All Aboutが実施している「住民税非課税世帯のお金と暮らし」に関するアンケートから、2026年1月28日に回答のあった、北海道・東北地方在住、43歳男性の状況を見ていきます。

■投稿者プロフィール
ペンネーム:杜のくまさん
年齢・性別:43歳・男性
同居家族構成:本人、母
居住地域:北海道・東北地方
雇用形態:アルバイト
世帯の月の収入:労働収入7万円、年金額8万円

■「適応障害と診断され退職」
住民税非課税世帯に該当する主な理由について「病気・年齢・失業など就労上の問題」と回答した杜のくまさん。

「3年前までは正社員だったが、過重労働で適応障害と診断され退職しました。現在は週に数日、短時間のアルバイトをしています。母と実家で二人暮らしで、世帯収入も低くて住民税非課税世帯になっています」と事情を語ります。

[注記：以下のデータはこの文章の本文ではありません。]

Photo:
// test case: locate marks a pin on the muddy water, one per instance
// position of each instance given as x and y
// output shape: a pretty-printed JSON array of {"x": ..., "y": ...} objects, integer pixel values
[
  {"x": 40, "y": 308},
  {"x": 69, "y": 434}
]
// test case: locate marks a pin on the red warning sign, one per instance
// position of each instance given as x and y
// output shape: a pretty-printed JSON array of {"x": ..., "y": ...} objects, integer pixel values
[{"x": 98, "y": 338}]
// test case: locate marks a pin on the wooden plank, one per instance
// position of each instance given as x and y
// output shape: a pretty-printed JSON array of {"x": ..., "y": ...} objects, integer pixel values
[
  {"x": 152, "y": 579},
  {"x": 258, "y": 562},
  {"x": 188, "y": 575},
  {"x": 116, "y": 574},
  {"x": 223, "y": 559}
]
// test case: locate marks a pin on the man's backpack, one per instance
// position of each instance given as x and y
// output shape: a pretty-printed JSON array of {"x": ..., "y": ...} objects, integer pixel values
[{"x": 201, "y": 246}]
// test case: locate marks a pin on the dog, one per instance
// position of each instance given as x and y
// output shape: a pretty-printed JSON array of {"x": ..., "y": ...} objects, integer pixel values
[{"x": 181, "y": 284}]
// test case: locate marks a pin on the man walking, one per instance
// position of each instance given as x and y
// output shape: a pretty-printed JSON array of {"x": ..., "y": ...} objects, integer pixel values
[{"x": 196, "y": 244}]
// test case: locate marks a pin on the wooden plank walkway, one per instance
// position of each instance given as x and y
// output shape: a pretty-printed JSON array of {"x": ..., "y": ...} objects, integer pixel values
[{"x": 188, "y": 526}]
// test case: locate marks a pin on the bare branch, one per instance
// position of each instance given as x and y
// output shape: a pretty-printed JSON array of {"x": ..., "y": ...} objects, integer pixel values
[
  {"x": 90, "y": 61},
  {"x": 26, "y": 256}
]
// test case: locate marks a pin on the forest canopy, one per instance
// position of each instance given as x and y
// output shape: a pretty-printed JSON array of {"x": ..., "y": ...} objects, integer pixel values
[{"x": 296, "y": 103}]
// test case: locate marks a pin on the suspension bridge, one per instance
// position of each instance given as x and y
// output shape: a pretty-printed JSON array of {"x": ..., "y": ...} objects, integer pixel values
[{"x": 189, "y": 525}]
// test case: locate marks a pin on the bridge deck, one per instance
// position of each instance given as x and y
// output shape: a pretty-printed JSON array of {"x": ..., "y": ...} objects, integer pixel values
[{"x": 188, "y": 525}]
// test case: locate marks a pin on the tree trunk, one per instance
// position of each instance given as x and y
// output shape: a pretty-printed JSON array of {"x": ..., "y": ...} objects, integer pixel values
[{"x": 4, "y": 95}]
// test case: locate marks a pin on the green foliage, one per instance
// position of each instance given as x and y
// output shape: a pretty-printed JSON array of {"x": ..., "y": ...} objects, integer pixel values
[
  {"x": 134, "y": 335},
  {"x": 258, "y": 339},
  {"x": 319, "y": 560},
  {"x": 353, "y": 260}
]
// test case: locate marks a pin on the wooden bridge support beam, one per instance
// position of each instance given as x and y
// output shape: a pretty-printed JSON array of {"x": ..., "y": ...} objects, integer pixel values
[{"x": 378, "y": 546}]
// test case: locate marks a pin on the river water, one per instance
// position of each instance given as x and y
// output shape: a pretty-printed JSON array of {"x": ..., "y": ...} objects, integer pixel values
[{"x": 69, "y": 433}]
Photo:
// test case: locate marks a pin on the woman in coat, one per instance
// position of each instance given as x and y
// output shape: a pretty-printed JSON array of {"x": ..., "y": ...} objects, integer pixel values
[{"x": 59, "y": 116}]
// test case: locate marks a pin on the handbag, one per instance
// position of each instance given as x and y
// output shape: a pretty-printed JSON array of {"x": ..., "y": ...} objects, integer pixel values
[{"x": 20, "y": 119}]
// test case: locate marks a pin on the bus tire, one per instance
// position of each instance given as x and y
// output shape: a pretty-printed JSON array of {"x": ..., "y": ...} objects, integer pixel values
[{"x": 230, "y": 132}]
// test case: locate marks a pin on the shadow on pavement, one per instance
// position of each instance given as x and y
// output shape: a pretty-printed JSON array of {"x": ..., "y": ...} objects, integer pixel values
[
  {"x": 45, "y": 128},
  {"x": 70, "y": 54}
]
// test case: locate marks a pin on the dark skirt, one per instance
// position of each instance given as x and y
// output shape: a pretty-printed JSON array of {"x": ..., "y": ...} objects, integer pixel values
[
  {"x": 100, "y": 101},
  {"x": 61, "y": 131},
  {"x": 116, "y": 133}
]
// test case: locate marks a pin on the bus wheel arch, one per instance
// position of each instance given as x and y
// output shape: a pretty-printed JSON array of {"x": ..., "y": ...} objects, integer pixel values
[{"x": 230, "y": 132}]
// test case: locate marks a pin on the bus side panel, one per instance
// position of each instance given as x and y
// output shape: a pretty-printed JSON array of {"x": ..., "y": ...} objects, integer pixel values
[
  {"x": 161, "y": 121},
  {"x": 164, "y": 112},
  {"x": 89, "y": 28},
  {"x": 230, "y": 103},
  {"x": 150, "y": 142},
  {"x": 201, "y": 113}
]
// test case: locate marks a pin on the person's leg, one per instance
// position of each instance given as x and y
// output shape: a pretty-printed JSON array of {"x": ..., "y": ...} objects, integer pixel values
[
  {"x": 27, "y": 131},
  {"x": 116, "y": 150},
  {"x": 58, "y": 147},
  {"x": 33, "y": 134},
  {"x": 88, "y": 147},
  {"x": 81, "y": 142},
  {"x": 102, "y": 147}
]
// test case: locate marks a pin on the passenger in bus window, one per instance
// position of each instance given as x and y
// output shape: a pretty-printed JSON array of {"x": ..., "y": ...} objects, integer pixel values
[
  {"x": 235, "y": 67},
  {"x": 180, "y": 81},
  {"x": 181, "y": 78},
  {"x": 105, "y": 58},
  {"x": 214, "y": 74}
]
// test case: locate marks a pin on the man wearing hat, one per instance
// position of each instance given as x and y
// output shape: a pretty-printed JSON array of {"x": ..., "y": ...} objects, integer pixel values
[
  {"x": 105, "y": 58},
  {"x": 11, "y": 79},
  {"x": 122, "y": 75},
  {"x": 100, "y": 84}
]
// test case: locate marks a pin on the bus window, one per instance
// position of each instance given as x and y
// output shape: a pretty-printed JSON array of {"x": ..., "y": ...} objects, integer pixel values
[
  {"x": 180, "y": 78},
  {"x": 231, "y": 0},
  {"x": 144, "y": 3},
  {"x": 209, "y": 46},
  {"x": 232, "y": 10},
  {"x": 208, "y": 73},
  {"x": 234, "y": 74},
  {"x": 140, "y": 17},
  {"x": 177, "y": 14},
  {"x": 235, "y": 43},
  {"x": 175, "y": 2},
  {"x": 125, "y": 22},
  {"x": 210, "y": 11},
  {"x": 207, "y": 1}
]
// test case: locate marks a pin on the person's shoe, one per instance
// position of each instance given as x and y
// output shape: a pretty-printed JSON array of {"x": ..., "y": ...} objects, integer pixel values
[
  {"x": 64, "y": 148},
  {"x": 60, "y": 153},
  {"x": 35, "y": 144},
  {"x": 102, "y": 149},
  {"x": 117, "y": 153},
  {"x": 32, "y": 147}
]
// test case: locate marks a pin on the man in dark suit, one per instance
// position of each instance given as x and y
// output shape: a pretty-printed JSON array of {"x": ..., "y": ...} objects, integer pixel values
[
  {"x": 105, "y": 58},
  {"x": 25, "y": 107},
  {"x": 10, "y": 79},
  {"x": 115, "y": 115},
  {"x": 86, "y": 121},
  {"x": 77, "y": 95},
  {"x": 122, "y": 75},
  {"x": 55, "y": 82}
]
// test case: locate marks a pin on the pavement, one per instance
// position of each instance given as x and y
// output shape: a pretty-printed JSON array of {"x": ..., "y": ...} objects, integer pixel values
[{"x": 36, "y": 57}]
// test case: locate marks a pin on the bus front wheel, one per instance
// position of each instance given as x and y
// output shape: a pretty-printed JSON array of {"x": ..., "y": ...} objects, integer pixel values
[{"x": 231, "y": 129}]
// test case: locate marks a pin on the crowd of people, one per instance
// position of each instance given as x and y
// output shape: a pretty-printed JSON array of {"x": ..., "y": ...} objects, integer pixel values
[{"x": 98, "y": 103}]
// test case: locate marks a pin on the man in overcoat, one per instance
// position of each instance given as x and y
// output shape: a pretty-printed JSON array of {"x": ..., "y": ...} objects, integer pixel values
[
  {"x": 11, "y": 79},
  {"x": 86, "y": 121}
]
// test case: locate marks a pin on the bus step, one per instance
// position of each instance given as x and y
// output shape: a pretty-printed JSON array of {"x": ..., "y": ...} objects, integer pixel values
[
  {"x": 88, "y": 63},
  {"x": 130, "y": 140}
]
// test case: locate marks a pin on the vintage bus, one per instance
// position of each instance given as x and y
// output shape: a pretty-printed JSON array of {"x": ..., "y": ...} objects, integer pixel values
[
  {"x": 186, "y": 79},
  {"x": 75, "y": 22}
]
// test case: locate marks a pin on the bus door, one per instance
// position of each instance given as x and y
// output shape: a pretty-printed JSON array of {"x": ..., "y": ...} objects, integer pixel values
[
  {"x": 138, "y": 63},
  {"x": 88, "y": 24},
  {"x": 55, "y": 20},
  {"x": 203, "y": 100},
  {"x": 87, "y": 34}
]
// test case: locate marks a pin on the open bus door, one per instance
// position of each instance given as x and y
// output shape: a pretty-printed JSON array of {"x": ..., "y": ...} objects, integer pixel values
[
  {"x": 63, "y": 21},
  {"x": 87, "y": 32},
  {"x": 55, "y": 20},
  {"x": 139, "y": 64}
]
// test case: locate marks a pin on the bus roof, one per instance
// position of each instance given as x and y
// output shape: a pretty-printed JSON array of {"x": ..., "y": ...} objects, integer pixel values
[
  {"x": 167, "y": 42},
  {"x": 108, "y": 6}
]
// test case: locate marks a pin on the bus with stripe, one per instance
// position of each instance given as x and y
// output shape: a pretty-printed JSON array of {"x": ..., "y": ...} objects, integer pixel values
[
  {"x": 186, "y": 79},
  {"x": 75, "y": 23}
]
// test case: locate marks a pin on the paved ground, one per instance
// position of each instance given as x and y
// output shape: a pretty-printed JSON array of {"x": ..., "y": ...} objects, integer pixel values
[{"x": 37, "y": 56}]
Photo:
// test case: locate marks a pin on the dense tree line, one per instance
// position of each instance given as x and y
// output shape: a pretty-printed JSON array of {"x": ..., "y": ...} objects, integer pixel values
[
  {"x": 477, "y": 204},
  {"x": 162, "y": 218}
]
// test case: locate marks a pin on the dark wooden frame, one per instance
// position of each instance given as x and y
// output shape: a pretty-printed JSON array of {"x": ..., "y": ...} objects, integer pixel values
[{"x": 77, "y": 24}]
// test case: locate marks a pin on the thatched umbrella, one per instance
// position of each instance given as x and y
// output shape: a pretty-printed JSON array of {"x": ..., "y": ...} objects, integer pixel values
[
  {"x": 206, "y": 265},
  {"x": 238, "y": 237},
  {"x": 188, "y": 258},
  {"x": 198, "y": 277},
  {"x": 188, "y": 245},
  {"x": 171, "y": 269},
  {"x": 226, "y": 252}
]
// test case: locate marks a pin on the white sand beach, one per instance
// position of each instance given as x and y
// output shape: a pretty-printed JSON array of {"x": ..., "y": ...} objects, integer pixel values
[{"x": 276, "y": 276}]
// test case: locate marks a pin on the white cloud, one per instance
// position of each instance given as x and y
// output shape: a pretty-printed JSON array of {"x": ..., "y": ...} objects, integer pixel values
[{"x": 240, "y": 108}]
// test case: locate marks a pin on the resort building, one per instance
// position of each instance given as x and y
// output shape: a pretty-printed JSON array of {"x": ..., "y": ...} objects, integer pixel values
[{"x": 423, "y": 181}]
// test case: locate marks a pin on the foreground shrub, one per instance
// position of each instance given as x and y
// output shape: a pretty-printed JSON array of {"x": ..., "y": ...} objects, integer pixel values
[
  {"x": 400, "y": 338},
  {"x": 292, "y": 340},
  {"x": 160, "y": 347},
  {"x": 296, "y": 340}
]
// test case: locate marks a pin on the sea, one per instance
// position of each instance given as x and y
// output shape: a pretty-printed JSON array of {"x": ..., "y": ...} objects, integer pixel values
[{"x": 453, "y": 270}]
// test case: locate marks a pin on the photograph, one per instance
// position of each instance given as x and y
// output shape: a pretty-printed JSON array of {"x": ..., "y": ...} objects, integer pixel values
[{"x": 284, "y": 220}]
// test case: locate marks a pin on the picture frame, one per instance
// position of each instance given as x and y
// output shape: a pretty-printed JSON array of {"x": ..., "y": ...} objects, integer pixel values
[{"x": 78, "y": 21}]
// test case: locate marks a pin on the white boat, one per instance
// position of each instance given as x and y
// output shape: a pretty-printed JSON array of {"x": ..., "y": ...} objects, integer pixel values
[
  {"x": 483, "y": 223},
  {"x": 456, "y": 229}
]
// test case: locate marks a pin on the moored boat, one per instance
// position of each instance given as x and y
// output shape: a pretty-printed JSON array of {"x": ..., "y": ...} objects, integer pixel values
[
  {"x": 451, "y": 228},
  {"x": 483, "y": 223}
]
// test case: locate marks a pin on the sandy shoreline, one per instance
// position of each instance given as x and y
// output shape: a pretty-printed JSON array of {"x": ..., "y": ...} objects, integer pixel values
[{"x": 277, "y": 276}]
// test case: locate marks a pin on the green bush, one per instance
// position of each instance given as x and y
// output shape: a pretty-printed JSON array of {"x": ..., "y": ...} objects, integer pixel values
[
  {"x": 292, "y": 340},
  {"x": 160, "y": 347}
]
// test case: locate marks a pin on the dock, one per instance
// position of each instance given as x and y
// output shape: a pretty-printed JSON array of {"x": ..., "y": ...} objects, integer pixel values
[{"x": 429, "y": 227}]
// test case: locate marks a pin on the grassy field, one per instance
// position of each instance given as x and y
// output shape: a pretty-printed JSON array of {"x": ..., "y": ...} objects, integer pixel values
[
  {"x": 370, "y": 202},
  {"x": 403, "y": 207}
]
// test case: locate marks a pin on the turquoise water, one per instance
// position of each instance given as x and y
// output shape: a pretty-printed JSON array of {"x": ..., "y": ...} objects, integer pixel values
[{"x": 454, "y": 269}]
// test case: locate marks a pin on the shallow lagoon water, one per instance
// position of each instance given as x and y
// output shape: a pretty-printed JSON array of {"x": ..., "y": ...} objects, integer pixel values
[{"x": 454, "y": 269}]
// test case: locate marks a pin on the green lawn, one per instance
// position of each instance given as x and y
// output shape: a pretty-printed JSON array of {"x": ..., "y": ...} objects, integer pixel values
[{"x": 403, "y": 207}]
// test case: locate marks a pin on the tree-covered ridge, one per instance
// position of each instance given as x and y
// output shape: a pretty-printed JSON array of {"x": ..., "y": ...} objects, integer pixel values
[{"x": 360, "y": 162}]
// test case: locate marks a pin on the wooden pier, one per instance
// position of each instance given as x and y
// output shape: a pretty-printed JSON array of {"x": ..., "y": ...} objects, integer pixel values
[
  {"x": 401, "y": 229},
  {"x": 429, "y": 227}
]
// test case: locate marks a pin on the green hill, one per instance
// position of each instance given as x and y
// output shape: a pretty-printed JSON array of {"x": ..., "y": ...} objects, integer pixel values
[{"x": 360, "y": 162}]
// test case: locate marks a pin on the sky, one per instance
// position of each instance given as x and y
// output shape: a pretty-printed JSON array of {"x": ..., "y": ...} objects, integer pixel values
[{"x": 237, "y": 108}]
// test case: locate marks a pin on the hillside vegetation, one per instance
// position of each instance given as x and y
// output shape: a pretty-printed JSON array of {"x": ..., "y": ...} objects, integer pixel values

ひと月当たりの収入は「労働収入7万円、年金額8万円」。一方、支出は「住居費2万円、食費4万円、光熱費2万円、通信費1万円、医療費5000円、日用品・その他2万5000円」で「合計月12万円」ほど。

現在の暮らしについては「家電が壊れたり、家の修繕が必要になったりしたときの急な出費に対応できる余裕がない。将来への不安が常にある」と家計は厳しい状況だと言います。

■「制度利用への後ろめたさも」
住民税非課税世帯となり、「国民健康保険料・介護保険料が減額されたことや給付金・支援制度を受けたこと」は生活する上での大きな助けになっているとのこと。

「国民健康保険料の減額は助かっている。あと物価高騰での給付金を灯油代や光熱費に使えた。
給付金とかがなかったらもっと貯金が減っていたと思う」と制度に支えられている様子がうかがえます。

住民税非課税世帯と言えば「堕落した生活をしているイメージがあるかもしれないが、実際には自分のように、働きたくても体調面で働けないケースもあります。見た目は健康に見えるので、制度利用への後ろめたさを感じることも」あると杜のくまさん。

現在は「図書館で本を借りたり、近所の公園を散歩したりしてメンタルヘルスを保つようにしています」とお金をかけずに過ごす工夫を語られていました。